Human relationships are frequently very challenging. How do we get our needs met in relationship? Those pesky emotions always getting in the way. It is very tempting, I believe, to polarize the situation: either the other person has what I need completely or I reject them completely. Living in the black and white polarities of life reduces stress in the short term because at each end of the polarity, at least I minimize the stress of disappointment. The disappointment of earnestly trying to negotiate a middle path and not having it work out the way I want it to. Unfortunately, the result of this type of living is that we tend to overuse punishment. Complaining about what we didn’t get from the other person in the past instead of skillfully eliciting more of what we do want to get in the future. And the problem with punishment is that it rarely leads to new learning. It just teaches avoidance of the punisher, and the punishment. In my experience as a teacher, ineffective learning is often the result of ineffective teaching. Of the teacher being out of tune with the student. Bringing myself more in tune with the student is often very difficult, almost impossible at times. But when it does happen, nothing is more rewarding to me!
March 30, 2013 by m4u
Succinct.
You bring the problem of being an intelligent, sensitive, teacher the fore.

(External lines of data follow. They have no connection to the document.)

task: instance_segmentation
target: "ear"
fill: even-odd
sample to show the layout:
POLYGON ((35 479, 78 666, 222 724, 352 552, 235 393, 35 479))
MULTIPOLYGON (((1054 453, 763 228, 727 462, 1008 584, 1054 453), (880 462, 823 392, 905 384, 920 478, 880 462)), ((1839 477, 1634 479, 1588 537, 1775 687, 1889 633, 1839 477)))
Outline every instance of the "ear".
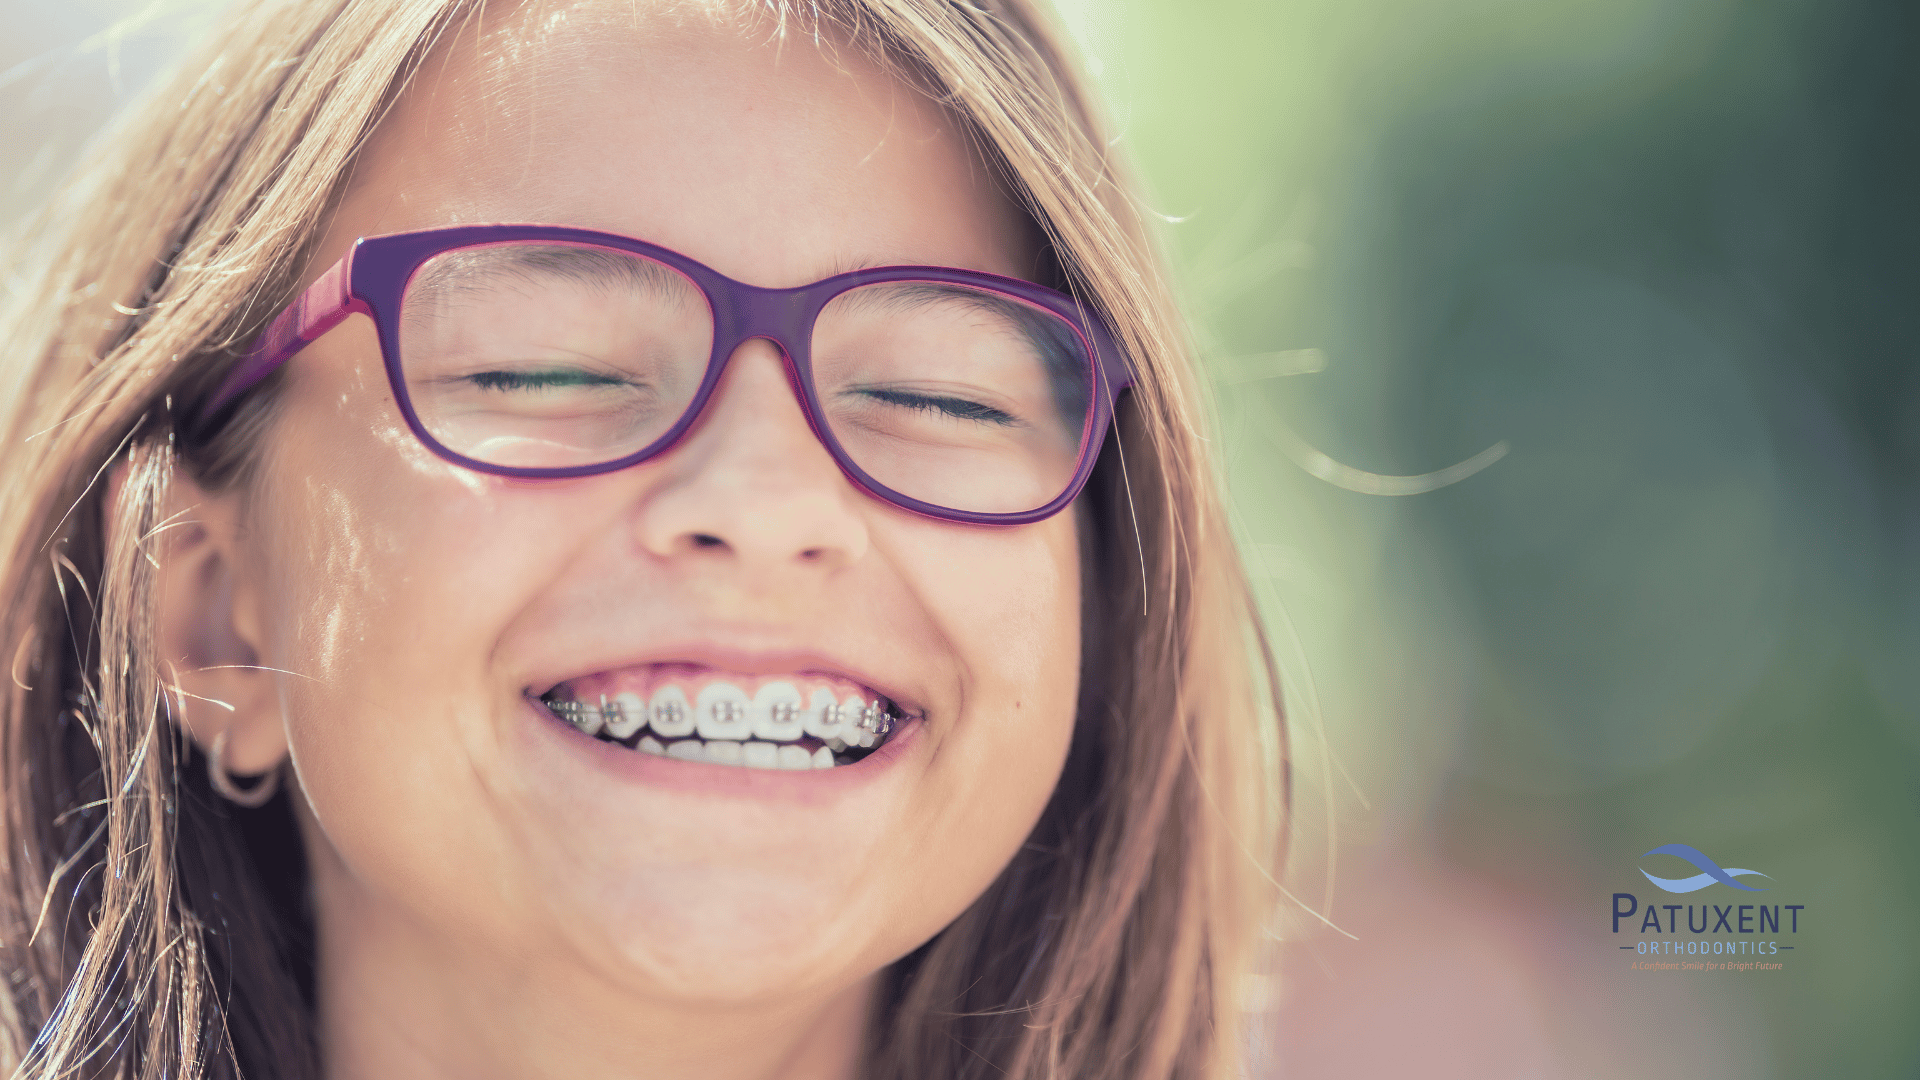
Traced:
MULTIPOLYGON (((119 504, 121 464, 109 478, 108 513, 119 504)), ((173 715, 211 752, 225 736, 221 764, 251 776, 287 757, 286 725, 274 674, 260 667, 260 592, 240 549, 240 495, 212 495, 176 468, 167 486, 167 524, 155 537, 159 657, 176 688, 173 715)))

Of course there is always the situation that you are often required to teach what the student neither needs, nor wants, to learn.
As you point out, punishment does not generate love of learning or conformity.
Take it from a left hander who went to school in the days when the miscreant could be slapped, kicked, whipped, and tied.
When I flunked the sixth grade I quit school forever and swore I would never read another book the rest of my life. Then I promptly sat down and read the Encyclopedia Britannica from one end to the other.
After that I was very careful what I vowed to do or not do.